Oh, Henry
As a New Yorker who wants a full, fair and unsparing probe of 9/11, I'm not moving on just yet from the absurd appointment of Henry Kissinger to chair the new "independent commission." Neither is the New York Times editorial board, whose latest salvo described Kissinger's insouciance about his conflict of interests as "quaint."
Quaint must be the polite way to say stunningly arrogant. But the wily Kissinger is probably quite right to brush off the halfhearted gnawing of the press corps, whose appetite for scandal has diminished markedly since the advent of the Bush administration. They're already ignoring information about Kissinger that probably merits further exploration.
Two years ago, the appointment of an "independent" investigator with business ties to one of the president's most generous political contributors who also happens to have made the president a multimillionaire -- would have drawn angry snarls. But the fact that Kissinger sits on the European board of Hicks, Muse, Tate & Furst, the investment firm of Bush benefactor Thomas O. Hicks, is apparently just business as usual. Tight-lipped Henry doesn't even have to tell how much he's being paid.
Evidently Kissinger's long-standing connections with oil firms doing business in the Gulf region are of no concern, either. Two petroleum companies were mentioned in the Times the other day, but nobody dared ask the man whether he still works for them or any other oil-related businesses.
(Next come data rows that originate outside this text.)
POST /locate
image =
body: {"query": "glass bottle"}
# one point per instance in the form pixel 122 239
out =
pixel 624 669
What about Unocal? In 1995, Kissinger showed up for the signing ceremony in New York that sealed Unocal's agreement to build a $2 billion, 1,000-mile pipeline from the gas fields of Turkmenistan through Afghanistan to Pakistan. The torturous negotiations leading to that aborted deal -- including Kissinger's cameo -- are fully described in Chapter 12 of "Taliban: Militant Islam, Oil & Fundamentalism in Central Asia," by Ahmed Rashid, an authoritative journalist who now works for the Wall Street Journal. Unocal eventually withdrew from Turkmenistan, amid charges of bribery and influence-peddling. (Working for the rival bidder at the time was Saudi prince Turki al-Faisal, director of the kingdom's intelligence agency.)
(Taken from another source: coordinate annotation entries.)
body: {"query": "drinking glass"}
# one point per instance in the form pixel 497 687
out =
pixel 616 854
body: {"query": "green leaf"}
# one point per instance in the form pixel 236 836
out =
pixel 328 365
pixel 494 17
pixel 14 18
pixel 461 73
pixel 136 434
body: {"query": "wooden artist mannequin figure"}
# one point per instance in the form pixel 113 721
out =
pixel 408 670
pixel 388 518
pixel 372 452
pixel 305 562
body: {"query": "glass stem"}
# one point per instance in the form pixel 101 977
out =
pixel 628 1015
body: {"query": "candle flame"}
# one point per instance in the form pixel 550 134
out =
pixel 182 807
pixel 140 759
What makes that old story interesting again is the role of Unocal's partner, described in the Los Angeles Times in May 1998 as "a small and mysterious Saudi company called Delta Oil Co. Ltd." At the time, Unocal and Delta were cultivating the friendly leaders of the Taliban to win approval for their pipeline.
Incidentally, that L.A. Times story gave a detailed account of the pipeline fiasco and the nasty lawsuit that followed. Its author was James Risen -- now an investigative reporter at the New York Times.
In November 2001, the Washington Post examined the history of the Unocal pipeline in a story headlined "How Afghanistan Went Unlisted as Terrorist Sponsor." That story also mentioned Kissinger's role:
"Unocal appealed to the Taliban and received assurances that it would support a $4.5 billion project rivaling the trans-Alaska pipeline. The deal promised to be a boon for the Taliban, which could realize $100 million a year in transit fees.
"But Unocal also needed U.S. backing. To secure critical financing from agencies such as the World Bank, it needed the State Department to formally recognize the Taliban as Afghanistan's government.
"Unocal hired former State Department insiders: former secretary of state Henry A. Kissinger, former special U.S. ambassador John J. Maresca and Robert Oakley, a former U.S. ambassador to Pakistan.
"Zalmay Khalilzad, an Afghan-born former Reagan State Department adviser on Afghanistan, entered the picture as a consultant for a Boston group hired by Unocal. Khalilzad and Oakley had dual roles during this period because the State Department also sought their advice. Khalilzad is now one of President Bush's top advisers on Afghanistan."
Which makes me wonder whether Kissinger should be asking questions -- or answering them.